Somehow, there are no tears. They seem to have dried up. Peyton turns to face her mother — who now looks like her sister. "I'm just confused. I don't know how I feel. Part of me is angry, that he came to see me for his sake, not mine." Her eyes seek her mother's and she reaches up to touch Faye's youthful face.

"How are you going to explain this," Peyton says, a soft huff of a humorless laugh punctuating the words.

"I wasn't planning to," Faye says, giving a small smile, even if there's very little to smile about. It'd been for him— not for her. That makes the situation somehow worse than it could have been. Likely she intends to pull the file anyway, for her sake, but she doesn't have to share anything she finds, not with the young woman who she holds on to. They both could be called young women, now. "Even if he did everything wrong in his life— he gave me you. So even now I'll thank him for that."

It's a sentiment that has come up before, and likely to come up again… because it's truth.

"We should do something with the rest of the day. Maybe watch a movie we never got around to."

"Whatever you want to do," Peyton murmurs, squeezing her mother once more and then letting go. "I'll go heat up some dinner and we can do that." She moves toward the kitchen, then glances back. "Oh… can you … not mention to anyone, not that you would, about the shadow person? It's sort of … you know. Not for public knowledge," she adds quietly — Cardinal tried to protect her and Winslow; it's her turn to protect Cardinal.

Not that she would? There's a hesitant expression that crosses her face, but Faye's arms drop away and she allows the younger woman to move toward the kitchen. "I won't mention him," she says, but the way it's said… "I'm not very good at keeping these kinds of things a secret, if it's something that my superiors would ask me about, but I didn't see him, and I didn't catch a name." She doesn't remember it if she did, at least. "So I'll leave it alone. Hopefully no one else that showed up reported it." Cause if they directly asked her— she's not sure she could lie about it.

"But let's have those meatballs. You said the name Varlane, right? That's odd. The leader of my squad has the same last name."
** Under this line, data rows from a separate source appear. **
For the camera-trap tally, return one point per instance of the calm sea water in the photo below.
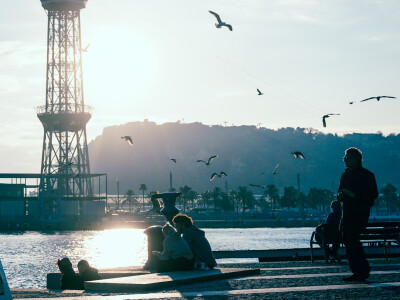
(27, 257)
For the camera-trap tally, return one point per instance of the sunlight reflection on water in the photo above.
(27, 257)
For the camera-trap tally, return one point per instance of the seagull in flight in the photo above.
(209, 160)
(219, 175)
(261, 186)
(298, 154)
(156, 205)
(85, 49)
(377, 98)
(128, 139)
(276, 169)
(327, 116)
(220, 23)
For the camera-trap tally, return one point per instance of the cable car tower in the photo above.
(65, 159)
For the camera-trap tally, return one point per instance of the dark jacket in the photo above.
(90, 274)
(363, 184)
(71, 281)
(200, 246)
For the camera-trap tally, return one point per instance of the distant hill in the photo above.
(244, 152)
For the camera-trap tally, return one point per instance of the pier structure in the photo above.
(65, 159)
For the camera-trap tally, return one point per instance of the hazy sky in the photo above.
(165, 61)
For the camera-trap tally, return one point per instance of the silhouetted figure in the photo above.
(209, 160)
(87, 272)
(69, 280)
(331, 230)
(298, 154)
(327, 116)
(196, 239)
(176, 255)
(357, 191)
(377, 98)
(128, 139)
(220, 23)
(221, 174)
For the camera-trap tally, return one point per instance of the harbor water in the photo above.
(28, 256)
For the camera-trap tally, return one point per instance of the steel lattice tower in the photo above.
(65, 158)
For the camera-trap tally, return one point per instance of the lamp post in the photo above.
(117, 194)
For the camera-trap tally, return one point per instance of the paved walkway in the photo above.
(288, 280)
"Thanks. It's … his situation is complicated." Like whose isn't these days? "And really? It's not a common last name, I'm pretty sure. They're probably related. He's a bit of an odd one, Magnes. He's the one that tried to fly me away on that roof the night of the gala. That's why he came up to apologize, actually, not that he needed to," Peyton chatters — Aaron would know it's a fake brightness, that her mood was still dark and melancholy, were he in the apartment — and chuckles a little as she puts the bowl in the microwave to heat up the food.

"Maybe, flight sounds somewhat like what she can do too," Faye says, head tilted to the side. It's a total change of subject and they both likely know it— but there's only so much else that can be said. The pictures have been there for twenty years, and they'll be there twenty years more, if necessary. "I'll have to ask her if she's related to anyone named Magnes sometime. We haven't really talked much about our families yet." And in some cases, that was probably for the best…

The microwave beeps, announcing that the food is done. Out come plates and the meatballs are spooned out, forks gathered, beverages poured. The mundanities of eating the food and watching a movie will be a welcome relief after the frightening and tragic night no doubt burned in both of their memories — it's a welcome relief for Peyton, at least, who curls on the couch eager to watch someone else's conflict play out — without using her power to do so.